Nourri par cette vision, j’entreprends mon itinéraire bruxellois balisé par sept propositions. La performance de l’artiste néo-zélandaise Kate McIntoshWortable») ne pouvait mieux tomber pour entrer en saxifragie. À l’arrivée, je signe une «décharge de responsabilité» dans le cas où je me blesserais : le principe de précaution s’invite là où l’on ne l’attend pas. Est-ce la métaphore d’une prise de risque qui ne serait plus partagée? Un jeune homme m’invite à choisir un objet parmi ceux posés sur une étagère puis à entrer dans une pièce pour le démonter…J’entends le «détruire». Mon arlequin en tissu va perdre de sa superbe. Je veux le libérer de ce qui pourrait l’entraver et l’enfermer dans son personnage. Il se trouve qu’il fut le jouet de mon enfance…Sur ma table, je découpe, j’enlève, j’ampute. Je dois passer dans une seconde pièce. Alors que des panneaux m’invitent à le déposer pour prendre un autre objet «démonté», je comprends autrement: je saisis des pièces de différents objets pour les relier à mon arlequin en métamorphose. Je le crucifie sur la moitié d’une raquette aux cordes rompues et lui plaque un morceau de globe sur le ventre. Le voici arlequin du monde prêt à recevoir des balles de toute nature. En entrant dans la dernière pièce, je ne peux m’empêcher de l’exposer à l’intérieur de l’œuvre d’un autre spectateur. Il est maintenant saxifrage d’autant plus que la plupart des œuvres sont cassées, rafistolées, lacérées, amputées. La société moderne est en miettes sans qu’émerge la vision d’un nouveau paradigme. En quittant le Palais des Beaux-Arts, je me sens habité par un processus de création artistique: avoir un propos (l’arlequin), le démonter (déconstruire) pour le propulser à un autre niveau (l’œuvre). Cela requiert une certaine prise de risque, une mise à distance pour sortir de la fonctionnalité de l’objet, un positionnement pour relier ce qui à priori ne l’est pas et oser se confronter aux autres.

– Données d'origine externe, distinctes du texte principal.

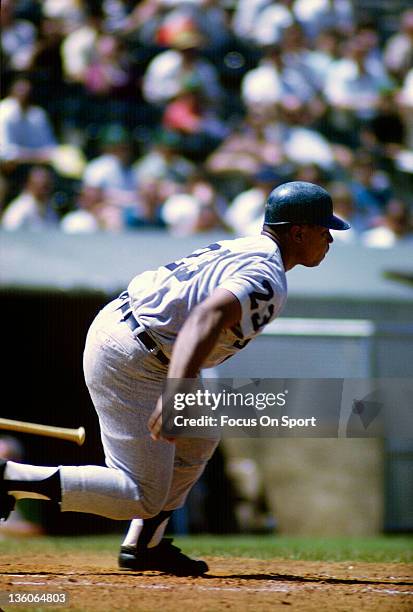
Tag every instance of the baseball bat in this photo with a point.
(62, 433)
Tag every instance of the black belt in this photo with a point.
(143, 335)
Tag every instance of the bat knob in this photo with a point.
(81, 434)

Forcement pédagogique.

Étrangement, le lendemain, je ressens la même démarche avec le chorégraphe et plasticien Benjamin Verdonck qui pose son œuvre sur la table : «Notallwhowanderarelost». C’est un théâtre d’objets de bois et de rails. Mais avant d’entrer dans l’œuvre, il nous propose un étrange avant-propos: une chaise, deux boites de soda, un ballon, une gourde pour un assemblage des plus délicats. Le voici à reproduire le processus proposé par Kate McIntosh! À tout moment, son savant équilibre peut s’effondrer. Je suis avec lui, je ressens sa prise de risque. Avec humilité, cet homme expose son art…celui où le propos est fragile, en équilibre précaire, dans une économie de moyens, mais nourri d’une générosité (ce mot a-t-il encore un sens dans une époque où le cynisme domine les relations?). Place à son théâtre où c’est lui, et lui seul, qui tire les ficelles capables de déplacer des triangles aux tailles et couleurs différentes. De gauche à droite, je suis ces allers et retours où le second degré est roi, où l’artiste joue avec les évidences, où cela bifurque alors que le chemin est pourtant tout droit. Je ris quand l’inattendu déjoue mes pronostics binaires ; je m’interroge quand l’objet se détourne de mes attentes ; je lâche prise quand des phrases tombent du haut tel des surtitres sans sous-titres!

Benjamin Verdonck semble danser lorsque les ficelles libèrent son corps et nous relient à l’évolution de notre perception des objets. La dernière scène est hilarante, car surréaliste : il en perd la tête, sens dessus dessous, et je m’égare avec lui dans une autre dimension : celle d’une graine de folie qui pousse sur le béton armé recouvrant nos objets d’enfants à jamais démontés.

Pascal Bély – Le Tadorne

Le KunstenfestivaldesArts de Bruxelles du 2 au 24 mai 2014.